Since its first version in 2005, the data dictionary has evolved as digital preservation knowledge and good practice has also evolved. Version 2.0, released in 2008, introduced Significant Properties as structured descriptions as well as the concept of the Preservation Level to capture the “intensity” of the preservation process to be applied. This reflects what the digital preservation community was working on at that time: building on the ideas of the CEDARS project, the work in EU-funded projects like PLANETS (Preservation and Long-term Access through Networked Services) or JISC-funded projects like InSPECT (Investigating the Significant Properties of Electronic Content Over Time) which demonstrated a shift towards implementable methodologies and tools to capture and codify information about a digital object’s properties. Simultaneously, a wider range of digital preservation tools became available and implemented PREMIS. While all agreed that a common set of core digital preservation metadata is essential, the need for tool or use case specific information also became apparent, which resulted in the introduction of the “extension containers” in PREMIS v2.0.
While emulation had played a minor role in projects like PLANETS, it became the key focus in projects from 2009 onwards. The EU-funded project KEEP (Keeping Emulation Environments Portable, 2009-2012) built the foundation for developments like the DPA 2014 winner bwFLA, who presented a functional networked emulation service. Again, these developments of the digital preservation community were incorporated into the PREMIS Data Dictionary and v3.0, released in 2016, revised the data model to allow for software and hardware environments to be described with PREMIS and thus preserved.
17 years after the first release of the PREMIS Data Dictionary, the digital preservation community has grown in size as well as experience. We see a strong focus on legal and also ethical questions related to digital preservation. How has a mandate for an object changed over the years? How can we model different level of rights such as privacy, property and access rights? The Editorial Committee is currently working towards an updated Rights Entity to be released in version 4.0 of the PREMIS Data Dictionary.

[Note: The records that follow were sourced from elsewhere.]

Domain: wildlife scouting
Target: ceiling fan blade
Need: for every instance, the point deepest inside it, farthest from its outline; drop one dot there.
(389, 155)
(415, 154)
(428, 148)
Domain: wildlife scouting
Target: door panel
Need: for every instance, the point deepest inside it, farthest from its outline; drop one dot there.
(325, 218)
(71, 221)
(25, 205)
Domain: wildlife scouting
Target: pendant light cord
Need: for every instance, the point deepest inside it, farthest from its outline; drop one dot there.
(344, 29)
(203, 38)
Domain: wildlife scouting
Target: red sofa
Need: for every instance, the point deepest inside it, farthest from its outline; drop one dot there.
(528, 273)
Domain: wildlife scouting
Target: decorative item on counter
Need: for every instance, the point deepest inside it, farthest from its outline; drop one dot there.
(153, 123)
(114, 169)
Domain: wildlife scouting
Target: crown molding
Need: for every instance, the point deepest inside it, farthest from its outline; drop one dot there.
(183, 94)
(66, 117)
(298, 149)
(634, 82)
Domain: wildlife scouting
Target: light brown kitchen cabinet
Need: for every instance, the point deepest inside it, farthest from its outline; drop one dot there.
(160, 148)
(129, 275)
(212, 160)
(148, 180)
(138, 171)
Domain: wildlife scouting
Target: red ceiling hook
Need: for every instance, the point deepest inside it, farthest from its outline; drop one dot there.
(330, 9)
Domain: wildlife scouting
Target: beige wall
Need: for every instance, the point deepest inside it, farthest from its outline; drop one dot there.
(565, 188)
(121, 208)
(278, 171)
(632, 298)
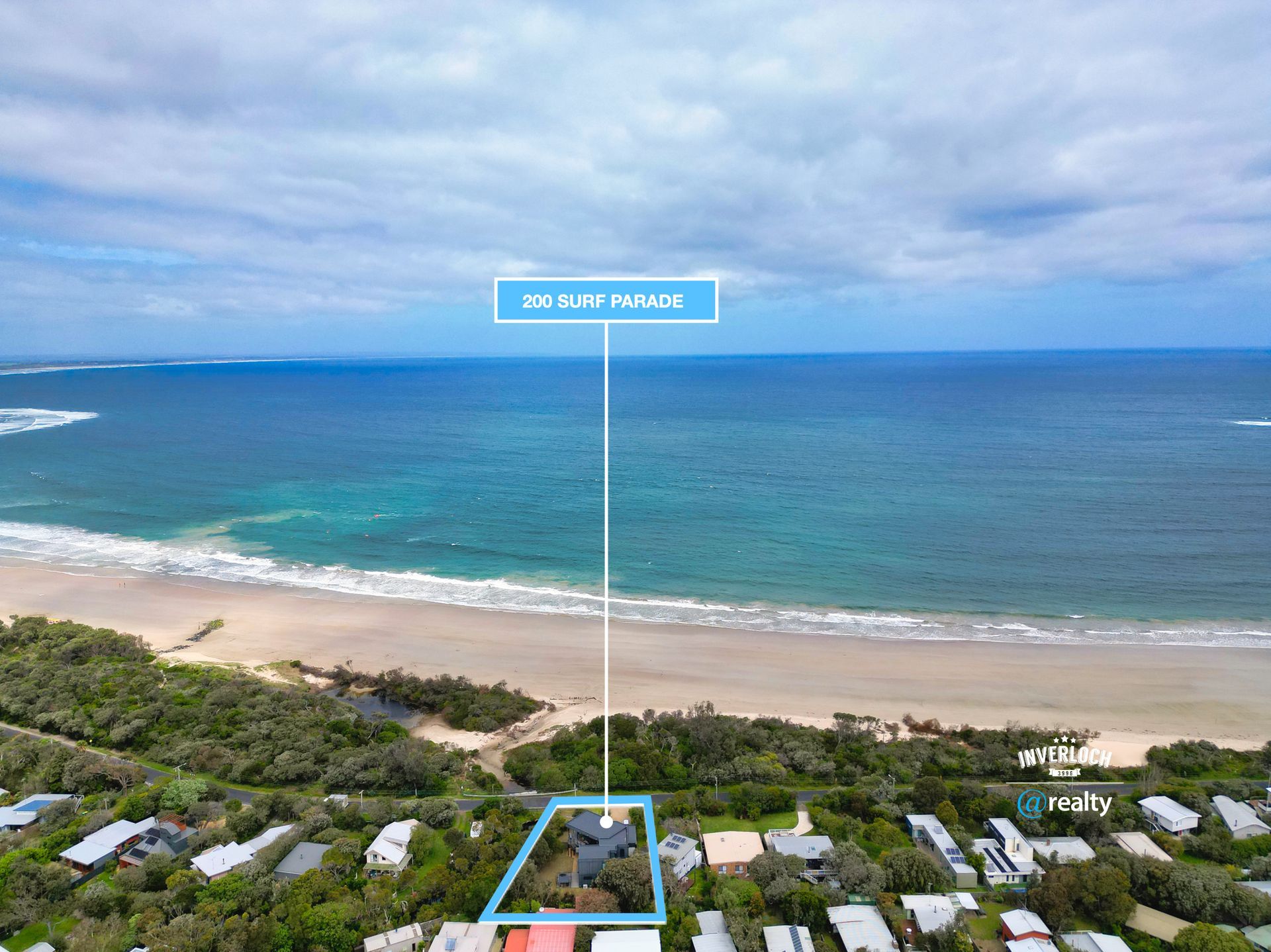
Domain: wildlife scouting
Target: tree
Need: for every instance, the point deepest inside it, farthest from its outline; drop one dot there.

Since the PREMIS Working Group was kicked off in 2005 tools have been developed and vanished, countless projects have been funded and completed, communities and networks were founded and ceased to exist. PREMIS persists. Because PREMIS is maintained by practitioners and for practitioners; because PREMIS has grown with the digital preservation community; and because implementable, core preservation metadata is a key to digital preservation success.